Llegamos a la siguiente habitación: era una sala. Había cuatro sillones rojos: uno de tres plazas, uno de dos y dos simples. Ángela se encontraba sentada en medio del sillón de tres plazas, y en un sillón simple estaba una mujer, una señora bien arreglada. Vestía un vestido azul aterciopelado, tan largo que era difícil ver sus tacones negros. Usaba, también, un chaleco color marfil. La apariencia física de la mujer era idéntica a Fernanda y a Frida, por lo que concluí que ella era la madre de las dos chicas. Mi deducción fue acertada. Fernanda se presentó frente a la mujer.
—Madre —habló Fernanda con mucho cuidado y delicadeza, con una voz suave—, ya llegué.
La mujer miraba a la chica y enseguida no apartó sus ojos de mí.
—¿Cómo va todo? —habló la mujer. Parecía una pregunta sociable, con un gesto frívolo.
—Mis calificaciones siguen igual, promedio de 9.1 —recitaba Fernanda—. Mis medidas siguen igual, mi altura de 1.65, mi peso… —Dio un largo suspiro. Me apretó más de la cuenta. El gesto de la mujer era tosco, serio, aparentaba un poco de enojo. Al no recibir respuesta, su madre carraspeó, asustando a la chica—. Ah, 47, madre.
La mujer no se inmutó; solo llevó su mano a la boca, no como señal de preocupación, más bien parecía que intentaba reprimir alguna grosería. Su mano subió hasta sus ojos, donde los masajeó.
—Bajaste de peso —dijo la mujer. Bajó la mano y miró furiosa a su hija—. ¡Bajaste de peso! —Alzó la voz y se puso de pie.
Fernanda retrocedió, y Maribel se interpuso entre las dos como apoyo a su amiga, era como si ella formará un bloqueo entre las dos, dispuesta, talvez, a defenderla, gesto inútil siendo un fantasma.

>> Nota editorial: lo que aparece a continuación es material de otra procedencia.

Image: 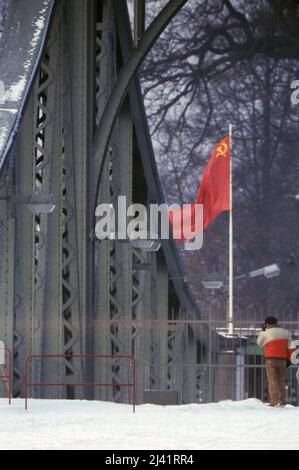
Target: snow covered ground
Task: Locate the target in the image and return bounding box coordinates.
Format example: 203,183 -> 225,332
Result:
0,399 -> 299,450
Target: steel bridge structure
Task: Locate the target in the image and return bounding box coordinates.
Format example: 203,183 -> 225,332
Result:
0,0 -> 299,404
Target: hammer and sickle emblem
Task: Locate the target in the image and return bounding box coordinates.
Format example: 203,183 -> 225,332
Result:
216,142 -> 228,158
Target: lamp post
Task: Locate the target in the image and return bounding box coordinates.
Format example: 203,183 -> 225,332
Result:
0,193 -> 56,215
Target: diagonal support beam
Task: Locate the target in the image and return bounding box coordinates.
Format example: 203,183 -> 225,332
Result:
93,0 -> 188,210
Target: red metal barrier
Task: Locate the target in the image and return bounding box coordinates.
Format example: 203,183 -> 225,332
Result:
24,354 -> 136,413
0,347 -> 12,404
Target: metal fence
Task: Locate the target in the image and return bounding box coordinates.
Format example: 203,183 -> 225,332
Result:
92,318 -> 299,405
2,315 -> 299,405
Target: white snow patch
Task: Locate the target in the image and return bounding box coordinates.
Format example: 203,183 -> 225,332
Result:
0,399 -> 299,450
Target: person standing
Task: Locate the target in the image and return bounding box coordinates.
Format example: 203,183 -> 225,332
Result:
256,316 -> 292,406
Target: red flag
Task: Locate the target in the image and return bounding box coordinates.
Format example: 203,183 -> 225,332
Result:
169,136 -> 230,241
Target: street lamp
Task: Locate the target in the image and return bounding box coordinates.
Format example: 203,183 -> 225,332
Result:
0,192 -> 56,215
103,232 -> 161,252
234,263 -> 280,280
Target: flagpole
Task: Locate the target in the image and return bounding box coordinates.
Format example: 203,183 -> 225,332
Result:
228,124 -> 234,335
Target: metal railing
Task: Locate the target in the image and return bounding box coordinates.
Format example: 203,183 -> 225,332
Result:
24,354 -> 136,413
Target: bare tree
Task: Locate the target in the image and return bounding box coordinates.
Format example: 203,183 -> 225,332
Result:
142,0 -> 299,315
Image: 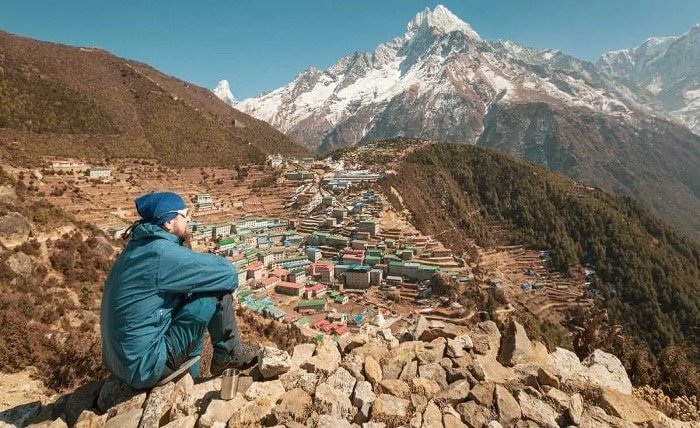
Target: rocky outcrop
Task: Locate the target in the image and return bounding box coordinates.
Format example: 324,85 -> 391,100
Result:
0,321 -> 698,428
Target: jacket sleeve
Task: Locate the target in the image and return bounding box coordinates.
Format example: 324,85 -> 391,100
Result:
157,245 -> 238,293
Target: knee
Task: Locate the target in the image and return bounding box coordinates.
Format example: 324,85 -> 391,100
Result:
181,296 -> 217,322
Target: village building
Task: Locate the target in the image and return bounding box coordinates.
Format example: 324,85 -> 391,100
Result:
87,166 -> 112,179
192,193 -> 214,211
343,266 -> 370,289
275,281 -> 304,296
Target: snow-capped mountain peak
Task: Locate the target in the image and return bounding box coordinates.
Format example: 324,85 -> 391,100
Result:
405,4 -> 481,40
212,79 -> 238,107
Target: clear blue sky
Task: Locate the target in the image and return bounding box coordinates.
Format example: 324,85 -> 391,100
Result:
0,0 -> 700,99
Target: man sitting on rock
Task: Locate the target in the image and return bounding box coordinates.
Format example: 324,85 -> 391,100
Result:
100,192 -> 258,388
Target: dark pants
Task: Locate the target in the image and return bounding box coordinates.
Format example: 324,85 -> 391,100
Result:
161,293 -> 240,378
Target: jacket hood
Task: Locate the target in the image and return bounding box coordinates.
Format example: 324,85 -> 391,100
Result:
130,223 -> 182,245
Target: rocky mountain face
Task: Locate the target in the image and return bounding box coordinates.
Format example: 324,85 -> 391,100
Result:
596,25 -> 700,134
0,32 -> 308,166
0,316 -> 699,428
236,6 -> 700,237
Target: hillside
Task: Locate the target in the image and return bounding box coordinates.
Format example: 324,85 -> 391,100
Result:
384,142 -> 700,396
0,32 -> 309,166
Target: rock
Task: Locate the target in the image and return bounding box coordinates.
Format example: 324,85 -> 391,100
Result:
418,363 -> 447,388
569,392 -> 583,425
352,381 -> 377,423
340,354 -> 365,380
399,361 -> 418,382
97,377 -> 136,413
456,401 -> 492,428
5,251 -> 33,278
411,377 -> 441,397
0,212 -> 32,245
272,388 -> 312,424
435,380 -> 471,405
365,355 -> 383,388
107,391 -> 146,418
0,401 -> 41,427
377,328 -> 399,349
581,349 -> 632,395
326,367 -> 357,397
498,320 -> 533,366
416,337 -> 446,364
258,346 -> 292,379
163,415 -> 198,428
243,380 -> 284,406
422,400 -> 442,427
379,379 -> 410,398
64,380 -> 104,426
537,367 -> 559,388
442,406 -> 467,428
314,383 -> 355,420
411,394 -> 428,413
600,389 -> 656,424
495,385 -> 521,426
471,321 -> 501,357
227,398 -> 274,428
139,382 -> 176,428
104,409 -> 142,428
372,394 -> 410,421
279,368 -> 318,394
73,410 -> 107,428
464,381 -> 495,407
518,390 -> 559,428
411,315 -> 430,340
198,392 -> 247,428
302,339 -> 342,376
289,343 -> 316,367
316,415 -> 352,428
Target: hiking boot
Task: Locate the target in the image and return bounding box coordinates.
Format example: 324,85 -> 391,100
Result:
209,342 -> 260,376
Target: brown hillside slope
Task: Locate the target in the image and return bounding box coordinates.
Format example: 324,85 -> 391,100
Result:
0,31 -> 309,166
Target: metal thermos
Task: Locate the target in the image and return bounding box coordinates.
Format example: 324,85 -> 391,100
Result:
220,369 -> 239,400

—Es su metabolismo, señora —habló Ángela, también se puso de pie—. Ella come lo de tres personas y nada que sube de peso.

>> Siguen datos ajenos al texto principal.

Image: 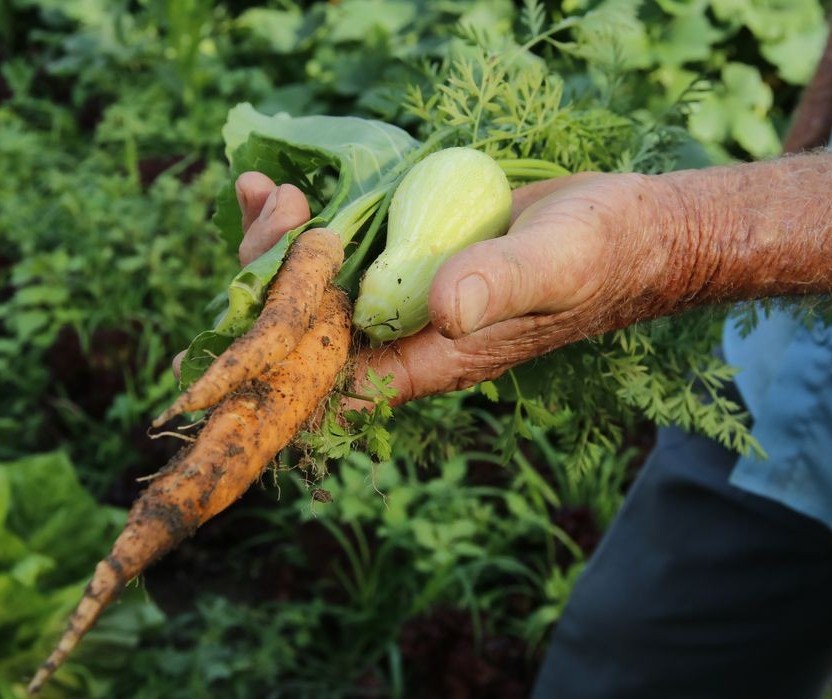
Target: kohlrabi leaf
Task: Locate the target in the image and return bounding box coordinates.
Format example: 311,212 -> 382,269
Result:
181,103 -> 421,386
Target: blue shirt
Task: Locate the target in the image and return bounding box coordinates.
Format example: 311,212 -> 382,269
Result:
723,310 -> 832,528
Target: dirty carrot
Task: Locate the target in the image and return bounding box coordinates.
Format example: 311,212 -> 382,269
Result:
153,228 -> 344,427
28,286 -> 351,694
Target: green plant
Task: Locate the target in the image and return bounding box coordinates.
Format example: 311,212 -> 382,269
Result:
0,452 -> 163,699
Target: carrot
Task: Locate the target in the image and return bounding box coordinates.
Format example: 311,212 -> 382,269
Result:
28,286 -> 350,693
153,228 -> 344,427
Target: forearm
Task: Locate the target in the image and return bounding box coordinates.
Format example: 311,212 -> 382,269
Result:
657,152 -> 832,307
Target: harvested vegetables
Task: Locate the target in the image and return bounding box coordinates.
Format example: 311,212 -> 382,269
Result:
30,12 -> 768,692
353,148 -> 511,343
29,284 -> 350,693
29,133 -> 528,693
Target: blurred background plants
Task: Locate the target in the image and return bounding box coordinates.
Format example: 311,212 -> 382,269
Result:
0,0 -> 826,699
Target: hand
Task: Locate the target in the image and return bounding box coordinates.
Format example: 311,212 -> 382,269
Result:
237,172 -> 678,403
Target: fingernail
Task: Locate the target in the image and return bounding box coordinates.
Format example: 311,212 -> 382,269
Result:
234,179 -> 248,213
259,187 -> 280,221
456,274 -> 489,334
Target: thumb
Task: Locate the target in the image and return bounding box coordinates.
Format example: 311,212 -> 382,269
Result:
428,202 -> 605,339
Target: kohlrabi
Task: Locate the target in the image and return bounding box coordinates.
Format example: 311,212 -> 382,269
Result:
353,148 -> 511,343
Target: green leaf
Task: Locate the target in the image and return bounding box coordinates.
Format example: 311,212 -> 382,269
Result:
182,103 -> 420,387
236,7 -> 304,54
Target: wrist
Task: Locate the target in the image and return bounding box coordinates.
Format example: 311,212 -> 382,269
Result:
652,152 -> 832,309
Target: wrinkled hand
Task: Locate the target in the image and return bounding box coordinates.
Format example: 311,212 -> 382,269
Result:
232,172 -> 674,403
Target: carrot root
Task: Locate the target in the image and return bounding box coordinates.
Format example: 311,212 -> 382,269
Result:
153,228 -> 344,427
28,286 -> 350,694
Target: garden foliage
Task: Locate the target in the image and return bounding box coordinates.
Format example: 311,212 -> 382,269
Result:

La madre de Fernanda volvió a sentarse. Intentaba parecer calmada, pero la vena de su frente decía todo lo contrario.
—Tranquila —habló Maribel a Fernanda—. Esa bruja no puede tocarte, no con testigos.
La relación de la familia de Fernanda era muy tensa. Maribel y Ángela estaban conscientes de ello; es por eso que la acompañaban. Me pareció laudable, sobre todo por parte del feo.
—Tu padre —habló la señora de nueva cuenta. Fernanda me estrujó— avisó que no vendrá —Fernanda relajó la compresión— y me dejó, de nuevo, sola contigo. Aparente, su tiempo es más valioso que el mío. Así que, si no hay nada más, te pido a ti y a la señorita de la Rose…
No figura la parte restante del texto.